Dosage And How to Make Catnip Tea
While there are no scientific standards regarding catnip dosage, the traditional dose to produce a sedative effect is 4 grams. Most often, tea drinkers use approximately 1 teaspoon of dried catnip per cup of tea.
To make catnip tea, heat water to approximately 175 degrees Fahrenheit. This is about the temperature when tiny bubbles start to form on the bottom of the pan or kettle. Remove the water from the heat source, pour it over the catnip tea and cover. Infuse for approximately 5 minutes. Add natural sweetener or garnishes as desired and enjoy.
Catnip Tea Tips
When making catnip tea, it’s important not to let the tea steep for more than 5 minutes, as the bitter undertone can become too strong. It’s also important not to use boiling water when making a catnip infusion or tea, as this also results in a fairly bitter taste. Also, for skin hives or inflammation, using a warm tea bag as a poultice can help alleviate this issue.
Where to Buy Catnip Tea?
Catnip tea is readily available in most tea specialty shops, organic health food stores and online. Celebration Herbals offers a wonderful organic catnip tea, as does Alvita and Earth Wise Organics. Other wonderful choices include Traditional Medicinals and Tea Haven.
Who Can Benefit From Catnip Tea?
Most people suffering from insomnia can benefit from a cup of catnip tea before bedtime. Individuals with indigestion, those suffering from the common cold, infants with colic (very small doses), those with intestinal cramping or individuals who enjoy the relaxing effects of the tea. Most Americans live high-stress lifestyles and often juggle family, work and school. A cup of catnip is a wonderful way to begin a yoga session or experience a natural calm.
What We Like About This Herbal Tea
Overall, catnip tea is a wonderful tea to have on hand. Most people experience issues like insomnia or indigestion at some point, and catnip tea is a healthy alternative to pharmaceuticals. The taste is fabulous when the tea is made correctly. We see why cats go over the moon for this minty herb. The only downside to catnip is that pregnant women can’t use it. After all, pregnancy and indigestion often go hand in hand.
Did You Know?
- Catnip is thought to bring good luck and positive energy.

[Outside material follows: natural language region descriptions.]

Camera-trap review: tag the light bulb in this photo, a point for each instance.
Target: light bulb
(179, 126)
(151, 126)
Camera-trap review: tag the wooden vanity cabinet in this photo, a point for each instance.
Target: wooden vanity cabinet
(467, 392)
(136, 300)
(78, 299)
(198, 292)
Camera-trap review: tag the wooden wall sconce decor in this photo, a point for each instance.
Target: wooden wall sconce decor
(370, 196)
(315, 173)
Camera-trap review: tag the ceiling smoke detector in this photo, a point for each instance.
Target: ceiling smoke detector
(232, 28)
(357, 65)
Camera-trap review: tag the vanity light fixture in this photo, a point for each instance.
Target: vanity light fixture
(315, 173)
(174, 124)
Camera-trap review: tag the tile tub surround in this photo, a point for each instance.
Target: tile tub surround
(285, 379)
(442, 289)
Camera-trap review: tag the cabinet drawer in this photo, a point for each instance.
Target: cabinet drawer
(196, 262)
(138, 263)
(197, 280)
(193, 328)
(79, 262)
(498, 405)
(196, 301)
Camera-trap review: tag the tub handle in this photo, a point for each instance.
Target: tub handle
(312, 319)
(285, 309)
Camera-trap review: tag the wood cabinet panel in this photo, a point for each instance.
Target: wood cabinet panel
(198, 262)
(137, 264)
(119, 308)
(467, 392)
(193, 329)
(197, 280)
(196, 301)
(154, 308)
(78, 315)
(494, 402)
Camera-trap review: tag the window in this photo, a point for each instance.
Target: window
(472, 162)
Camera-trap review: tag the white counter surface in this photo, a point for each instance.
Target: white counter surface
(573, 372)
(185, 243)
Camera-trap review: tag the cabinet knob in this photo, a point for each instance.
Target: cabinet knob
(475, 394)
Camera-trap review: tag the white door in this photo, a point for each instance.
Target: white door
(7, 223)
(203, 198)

- Giving catnip to a cat is believed to create a physic bond between the pet and person.
- In ancient times it was thought that mixing catnip with dragon’s blood would rid one of bad habits.
- In the 1960’s, catnip was smoked to reportedly produce a kind of “high” or euphoria.
- Chewing on the root of catnip was a tradition in England among executioners before a beheading.